A coisa começa a correr mal na primeira mão. No Gerland, casa do Lyon de Juninho Pernambucano, Thomas Schaaf tenta apagar a desvantagem de três golos recorrendo ao sentido prático e constrói um onze com três avançados de área (Miroslav Klose, Klasnic e Nelson Valdez). Leva 7-2. «Nunca estivemos prontos para o duelo individual e chegámos sempre tarde na pressão ao homem da bola[1]» era com esta eloquência que Schaaf explicava as razões do desastre.
Mas voltemos a 2003-04, que é a sua obra-prima, porque além da Bundesliga houve vitória na Pokal, uma dobradinha inédita e até agora única. Schaaf, um homem da casa, atingia o zénite e garantiria contrato quase vitalício, estatuto de intocável que lhe valeu mais quase dez anos de reinado.

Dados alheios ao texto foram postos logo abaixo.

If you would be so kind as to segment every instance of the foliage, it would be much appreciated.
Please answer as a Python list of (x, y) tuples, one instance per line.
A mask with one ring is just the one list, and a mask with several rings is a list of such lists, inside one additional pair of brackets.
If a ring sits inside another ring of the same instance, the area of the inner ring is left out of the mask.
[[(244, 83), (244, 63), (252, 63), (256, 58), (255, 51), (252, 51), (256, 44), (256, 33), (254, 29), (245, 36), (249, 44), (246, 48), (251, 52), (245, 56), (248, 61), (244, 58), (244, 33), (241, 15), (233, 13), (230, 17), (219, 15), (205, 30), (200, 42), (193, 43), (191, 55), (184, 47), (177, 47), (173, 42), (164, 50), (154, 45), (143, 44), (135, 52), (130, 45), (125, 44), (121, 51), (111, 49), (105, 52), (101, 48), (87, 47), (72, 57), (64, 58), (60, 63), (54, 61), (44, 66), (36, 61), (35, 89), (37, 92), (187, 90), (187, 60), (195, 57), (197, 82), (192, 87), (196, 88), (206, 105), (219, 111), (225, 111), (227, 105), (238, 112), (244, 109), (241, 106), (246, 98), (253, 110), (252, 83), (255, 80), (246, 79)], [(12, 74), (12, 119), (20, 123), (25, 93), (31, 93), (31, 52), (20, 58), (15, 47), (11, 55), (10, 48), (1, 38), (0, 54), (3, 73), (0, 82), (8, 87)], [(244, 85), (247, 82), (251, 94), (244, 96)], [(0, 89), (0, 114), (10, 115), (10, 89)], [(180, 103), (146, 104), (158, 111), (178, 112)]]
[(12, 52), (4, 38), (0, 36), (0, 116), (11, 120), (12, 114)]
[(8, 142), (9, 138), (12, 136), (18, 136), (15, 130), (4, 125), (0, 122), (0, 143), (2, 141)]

Até ao final da década, só por uma vez o Werder Bremen sairia do top3 alemão – e mesmo nesse ano chegaria à final da Taça UEFA, perdida no limite para o açucarado Shakhtar Donetsk de Mircea Lucescu. Nesse período, presença constante na Liga dos Campeões, com cinco qualificações consecutivas para a fase de grupos, o que garantiu constante encaixe financeiro, material indispensável à renovação das grandes equipas.
Depois dos campeões de 2004, o sucesso europeu chegou sobretudo pela porta da Taça UEFA, com meias-finais conseguidas em 2006-07 (eliminação aos pés do Espanyol de Riera, Tamudo ou De La Peña, o mesmo que eliminou o Benfica) e o jogo decisivo em 2008-09, no mesmo losango, mas ainda mais engatado para a frente, com Özil e Diego como construtores, Pizarro e Hugo Almeida como finalizadores – mesmo antes da final, uma saborosa eliminação dos rivais Hamburgo.

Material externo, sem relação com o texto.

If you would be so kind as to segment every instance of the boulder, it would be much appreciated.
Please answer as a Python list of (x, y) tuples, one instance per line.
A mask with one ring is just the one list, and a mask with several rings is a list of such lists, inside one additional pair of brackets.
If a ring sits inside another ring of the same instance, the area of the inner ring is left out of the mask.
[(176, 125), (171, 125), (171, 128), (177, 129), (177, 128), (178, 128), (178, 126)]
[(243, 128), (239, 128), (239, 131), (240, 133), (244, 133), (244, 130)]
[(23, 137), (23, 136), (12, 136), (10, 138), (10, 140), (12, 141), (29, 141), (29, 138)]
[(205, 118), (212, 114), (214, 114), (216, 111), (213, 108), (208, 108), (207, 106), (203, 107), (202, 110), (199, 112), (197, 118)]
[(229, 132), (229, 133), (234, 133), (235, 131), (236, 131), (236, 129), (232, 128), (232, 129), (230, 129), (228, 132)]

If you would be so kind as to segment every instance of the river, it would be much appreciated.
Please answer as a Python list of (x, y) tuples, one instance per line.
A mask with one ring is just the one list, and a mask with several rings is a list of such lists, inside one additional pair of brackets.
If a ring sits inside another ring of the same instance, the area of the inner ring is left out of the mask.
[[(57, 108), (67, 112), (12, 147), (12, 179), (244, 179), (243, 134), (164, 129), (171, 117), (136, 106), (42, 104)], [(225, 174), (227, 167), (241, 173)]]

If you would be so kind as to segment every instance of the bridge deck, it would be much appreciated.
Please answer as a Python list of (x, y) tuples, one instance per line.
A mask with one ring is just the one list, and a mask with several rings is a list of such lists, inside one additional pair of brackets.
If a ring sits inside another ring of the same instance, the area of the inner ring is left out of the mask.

Nessas grandes caminhadas europeias, também o asterisco dos grandes momentos em casa, das grandes vitórias internacionais que catapultaram o clube para a estante dos grandes clubes alemães: Real Madrid, Inter de Milão, Tottenham, Valência, Chelsea, Ajax, Barcelona. Todos eles parados em Bremen.
O declínio veio com 2010-11 e o 13.º lugar na Bundesliga, que impossibilitou o investimento para colmatar as saídas das principais estrelas – sintomas da bola de neve iniciada pelas remodelações ao Estádio, que sugariam 60M€ a partir de 2008-, agora envelhecidas ou à procura de fazer cumprir outras ambições.

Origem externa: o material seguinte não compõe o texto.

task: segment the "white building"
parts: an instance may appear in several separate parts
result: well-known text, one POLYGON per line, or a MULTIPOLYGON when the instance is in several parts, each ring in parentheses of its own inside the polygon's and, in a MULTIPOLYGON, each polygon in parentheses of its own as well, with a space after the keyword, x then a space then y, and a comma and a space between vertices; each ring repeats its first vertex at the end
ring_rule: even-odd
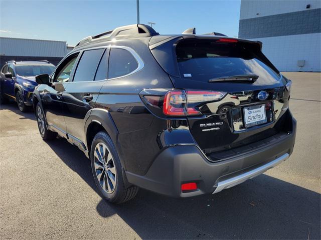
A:
POLYGON ((0 37, 0 67, 6 62, 47 60, 57 64, 70 52, 65 42, 0 37))
POLYGON ((261 41, 282 72, 321 71, 321 1, 241 0, 239 38, 261 41))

Klaus Allof, o director desportivo inseparável de Schaaf e que o ajudou durante grande parte do trajecto, conseguindo descobrir as maiores pérolas por valores de pechincha, via-se agora aflito para substituir as peças mais essenciais.
A emergência de Hoffenheim, que seguiria a mesma estratégia para dar a conhecer ao mundo um Roberto Firmino, Leverkusen, Hamburgo ou Estugarda, com outra capacidade financeira, acabariam por abrandar a vitalidade do Werder Bremen e afastar do Weserstadion a matéria-prima.
Naturalmente, Diego, Pizarro, Ozil, Frings, Baumann, Almeida, foram saindo sem chegarem para os seus lugares talentos seguros. Schaaf não se conseguiu adaptar, os rumores de casos de indisciplina no balneário fizeram disparar os alarmes do público, que agora questionava o estilo de liderança e se a personalidade de Schaaf seria a indicada para os novos tempos.
O 14.º lugar de 2012/13 provocou a saída do treinador. O trajecto de catorze anos fez-se dum palmarés invejável – um campeonato (dois segundos lugares, três terceiros), três Pokals (e duas finais perdidas), uma Taça da Liga Alemã (mais duas finais), duas Supertaças, uma final europeia.